Dolly applied for the SPARK fund to support her longtime idea of running a splint making workshop for Holland Bloorview kids that use orthoses or prosthetic devices. As a bioethicist, Dolly believes that playing with toys that reflect disability is one way we can approach early education about disability and inclusion. “When disability is represented in toys, it’s normalized,” she said. Giving kids an opportunity to learn about the devices, how they are made, and used, empowers them to explore through play.

This winter, Dolly partnered with John Kooy, Collaborative Practice Leader, Certified Orthotist from the O&P department to hold a splint-making workshop for Holland Bloorview clients. Participating clients got to make splints for their dolls and invite a friend or sibling to do the same.  “It gives the kids that are participating in this workshop a chance to share part of their world with a good friend or with a sibling,” explained Dolly, emphasizing the importance of the shared experience.

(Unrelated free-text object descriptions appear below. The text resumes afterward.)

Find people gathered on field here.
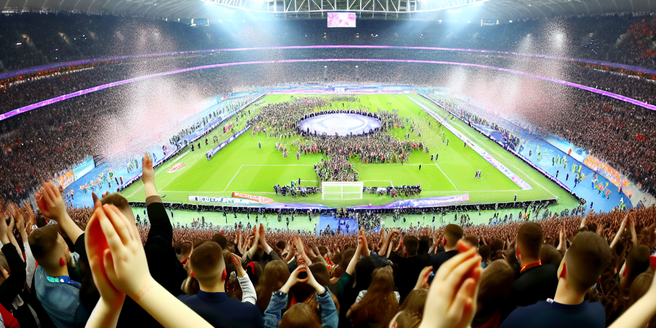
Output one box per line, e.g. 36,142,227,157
1,153,656,328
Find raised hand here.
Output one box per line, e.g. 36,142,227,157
142,153,155,185
86,198,126,309
280,265,305,293
358,229,370,257
87,203,152,300
419,241,481,328
231,253,247,278
414,266,434,290
6,216,14,233
22,203,35,235
36,182,68,222
258,224,273,253
0,213,9,245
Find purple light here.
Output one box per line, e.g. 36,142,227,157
2,45,655,81
2,58,654,122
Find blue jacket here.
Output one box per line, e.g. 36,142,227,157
34,266,89,328
264,289,338,328
179,291,263,328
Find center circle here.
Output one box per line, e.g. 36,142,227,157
298,113,382,137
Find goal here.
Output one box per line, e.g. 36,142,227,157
322,181,364,200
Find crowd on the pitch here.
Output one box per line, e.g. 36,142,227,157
2,155,656,328
252,97,423,183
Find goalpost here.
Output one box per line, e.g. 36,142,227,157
322,181,364,200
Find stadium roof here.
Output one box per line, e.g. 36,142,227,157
1,0,653,21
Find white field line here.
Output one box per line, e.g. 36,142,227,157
452,119,558,199
223,165,244,192
413,95,555,199
434,163,458,191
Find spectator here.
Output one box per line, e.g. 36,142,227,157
429,224,463,273
500,231,611,328
388,233,427,302
179,241,263,327
29,224,89,327
472,260,515,328
509,222,558,307
347,268,399,327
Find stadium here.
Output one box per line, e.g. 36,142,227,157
2,2,656,328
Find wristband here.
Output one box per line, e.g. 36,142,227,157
273,290,287,298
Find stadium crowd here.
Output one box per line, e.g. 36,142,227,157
430,87,656,196
1,154,656,328
253,98,423,182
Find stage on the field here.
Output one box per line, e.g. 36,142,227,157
120,94,578,211
299,113,381,136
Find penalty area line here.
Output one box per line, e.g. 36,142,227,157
223,165,244,192
435,162,458,191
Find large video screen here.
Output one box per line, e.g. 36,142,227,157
327,12,356,28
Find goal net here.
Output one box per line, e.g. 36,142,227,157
322,181,364,200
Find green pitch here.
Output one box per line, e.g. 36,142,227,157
121,94,578,212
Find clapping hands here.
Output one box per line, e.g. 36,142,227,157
419,241,481,328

5 stuffed animals and two dolls lined up against a wall wearing splints.

A Kid-Maker Workshop.

During the workshop participants became ‘prosthetists in-training’ for their dolls. The participants could choose to bring their own toys from home or select a new toy from the Foundation’s toy drive to create a splint for. They then learned about different steps to make the device like sizing, moulding, and velcro - truly each step that would happen in real life. And they had a blast!

Janice was one of the ‘kid-makers’ who participated in the workshop. She chose to experiment with her favourite stuffed animal, Zumi. Janice loves taking care of him and was excited to be able to create a matching ankle foot orthosis (AFO) for Zumi.

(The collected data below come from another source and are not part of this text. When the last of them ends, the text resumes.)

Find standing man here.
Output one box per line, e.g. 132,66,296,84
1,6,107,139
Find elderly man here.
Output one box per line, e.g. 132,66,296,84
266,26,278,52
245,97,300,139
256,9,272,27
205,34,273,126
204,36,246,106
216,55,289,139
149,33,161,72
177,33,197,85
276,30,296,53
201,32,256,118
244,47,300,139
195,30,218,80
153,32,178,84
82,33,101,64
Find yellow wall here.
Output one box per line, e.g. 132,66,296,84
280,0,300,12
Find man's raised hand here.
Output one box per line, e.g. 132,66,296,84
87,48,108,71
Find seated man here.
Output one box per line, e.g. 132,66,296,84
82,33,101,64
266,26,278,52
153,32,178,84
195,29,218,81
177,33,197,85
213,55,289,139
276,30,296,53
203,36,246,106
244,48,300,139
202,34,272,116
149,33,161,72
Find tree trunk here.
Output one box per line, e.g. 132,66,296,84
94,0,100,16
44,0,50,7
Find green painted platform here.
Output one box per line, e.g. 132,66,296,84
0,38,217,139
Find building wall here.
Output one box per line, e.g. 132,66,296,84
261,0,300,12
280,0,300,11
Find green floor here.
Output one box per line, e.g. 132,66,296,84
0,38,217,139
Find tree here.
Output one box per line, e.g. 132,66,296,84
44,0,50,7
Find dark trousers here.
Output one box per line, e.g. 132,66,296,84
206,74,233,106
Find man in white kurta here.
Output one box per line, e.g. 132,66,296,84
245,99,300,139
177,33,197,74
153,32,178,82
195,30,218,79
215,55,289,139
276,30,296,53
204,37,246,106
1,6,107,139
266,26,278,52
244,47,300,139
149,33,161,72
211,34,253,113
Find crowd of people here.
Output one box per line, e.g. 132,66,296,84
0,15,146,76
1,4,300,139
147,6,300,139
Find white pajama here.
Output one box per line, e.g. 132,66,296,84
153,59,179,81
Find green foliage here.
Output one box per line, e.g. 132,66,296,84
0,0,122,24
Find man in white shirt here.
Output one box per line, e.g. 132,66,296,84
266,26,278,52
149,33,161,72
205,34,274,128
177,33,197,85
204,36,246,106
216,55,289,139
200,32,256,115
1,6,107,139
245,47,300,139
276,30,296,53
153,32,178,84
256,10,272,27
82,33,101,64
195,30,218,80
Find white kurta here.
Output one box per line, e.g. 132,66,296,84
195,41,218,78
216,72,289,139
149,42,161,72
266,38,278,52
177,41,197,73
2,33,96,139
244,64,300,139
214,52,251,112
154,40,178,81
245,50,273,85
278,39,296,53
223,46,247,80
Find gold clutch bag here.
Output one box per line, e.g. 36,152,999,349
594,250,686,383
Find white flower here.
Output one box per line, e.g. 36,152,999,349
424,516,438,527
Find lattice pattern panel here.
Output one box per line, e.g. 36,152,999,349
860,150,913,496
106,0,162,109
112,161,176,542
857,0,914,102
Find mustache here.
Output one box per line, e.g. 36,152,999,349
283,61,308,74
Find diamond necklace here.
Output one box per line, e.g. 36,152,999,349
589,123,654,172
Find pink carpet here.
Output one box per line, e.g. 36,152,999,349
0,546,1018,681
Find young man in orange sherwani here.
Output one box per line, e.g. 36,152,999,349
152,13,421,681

“It was important for me to participate in the workshop because if anyone I know gets hurt, I want to be able to help them and teach them about AFOs. I want to be able to teach them the process so they can understand how they work, and they aren’t scared. Then they can learn to help others as well. Also, I had AFOs on both legs and I wanted to learn more about the process of how they were made,” shared Janice.

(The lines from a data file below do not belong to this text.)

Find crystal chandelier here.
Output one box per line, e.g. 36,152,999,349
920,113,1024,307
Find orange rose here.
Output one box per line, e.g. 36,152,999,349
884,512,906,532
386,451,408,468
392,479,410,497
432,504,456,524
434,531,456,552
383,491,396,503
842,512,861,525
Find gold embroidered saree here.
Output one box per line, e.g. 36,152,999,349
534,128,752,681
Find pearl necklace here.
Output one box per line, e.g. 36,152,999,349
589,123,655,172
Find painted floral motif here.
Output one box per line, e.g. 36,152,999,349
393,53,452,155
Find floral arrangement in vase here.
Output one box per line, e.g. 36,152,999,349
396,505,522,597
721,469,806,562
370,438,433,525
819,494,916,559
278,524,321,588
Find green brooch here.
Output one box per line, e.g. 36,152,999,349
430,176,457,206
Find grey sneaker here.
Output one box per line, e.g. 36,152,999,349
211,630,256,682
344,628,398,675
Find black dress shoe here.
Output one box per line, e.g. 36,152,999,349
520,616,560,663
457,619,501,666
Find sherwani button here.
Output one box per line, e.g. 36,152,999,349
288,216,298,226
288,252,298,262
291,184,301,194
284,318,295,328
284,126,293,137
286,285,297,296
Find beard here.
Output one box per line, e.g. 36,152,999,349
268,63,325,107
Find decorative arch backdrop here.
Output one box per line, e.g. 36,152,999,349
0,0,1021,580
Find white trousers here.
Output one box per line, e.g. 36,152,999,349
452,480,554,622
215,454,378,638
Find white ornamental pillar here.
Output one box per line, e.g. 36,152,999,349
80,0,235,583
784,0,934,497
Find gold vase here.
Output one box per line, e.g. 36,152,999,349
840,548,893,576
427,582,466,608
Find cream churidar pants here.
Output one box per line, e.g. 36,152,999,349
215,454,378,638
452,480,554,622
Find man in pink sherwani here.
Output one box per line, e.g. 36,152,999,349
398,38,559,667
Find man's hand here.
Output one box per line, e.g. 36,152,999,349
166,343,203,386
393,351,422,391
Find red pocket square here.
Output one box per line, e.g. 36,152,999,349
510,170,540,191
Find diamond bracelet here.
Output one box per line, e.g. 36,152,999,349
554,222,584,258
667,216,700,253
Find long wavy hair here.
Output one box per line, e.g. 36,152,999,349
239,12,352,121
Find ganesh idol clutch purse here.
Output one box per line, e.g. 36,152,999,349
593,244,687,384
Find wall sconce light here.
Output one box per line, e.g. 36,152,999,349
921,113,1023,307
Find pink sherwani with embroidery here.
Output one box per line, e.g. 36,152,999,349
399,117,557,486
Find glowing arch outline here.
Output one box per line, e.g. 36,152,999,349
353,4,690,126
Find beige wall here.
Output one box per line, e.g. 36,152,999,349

In the workshop kids were joined by specialists, from occupational therapists to prosthetists from around Holland Bloorview to teach them about the other components of using orthotics and prosthetics.

“It was educational, and it taught everyone what there was to learn about AFOs, what they are, how they help. I also had fun learning how to make AFOs, picking the colour combos, watching the AFO making device heat up the material,” said Janice. “It was cool to see it get soft and hot in the device so it could be shaped onto my toys foot and then harden into the shape we made.”

The Power of Inclusive Play

It’s workshops like these that distinctly showcase the value of representation and normalizing disability. For Dolly, at the heart of the workshop is that kids have two important things to take back to their community: their toy and their new understanding of how to talk about disability with their peers and normalize orthotics and prosthetics in play.

This workshop is a true game-changer. “I just want to say thank you so much to the donors for making it possible.” Dolly explains that “these projects and these ideas are ‘aha moments’ that staff at the hospital have and just would not have a way to action without the generosity of the donors that support us. So, from the dolls who will be getting the splints they need, thank you on their behalf as well.”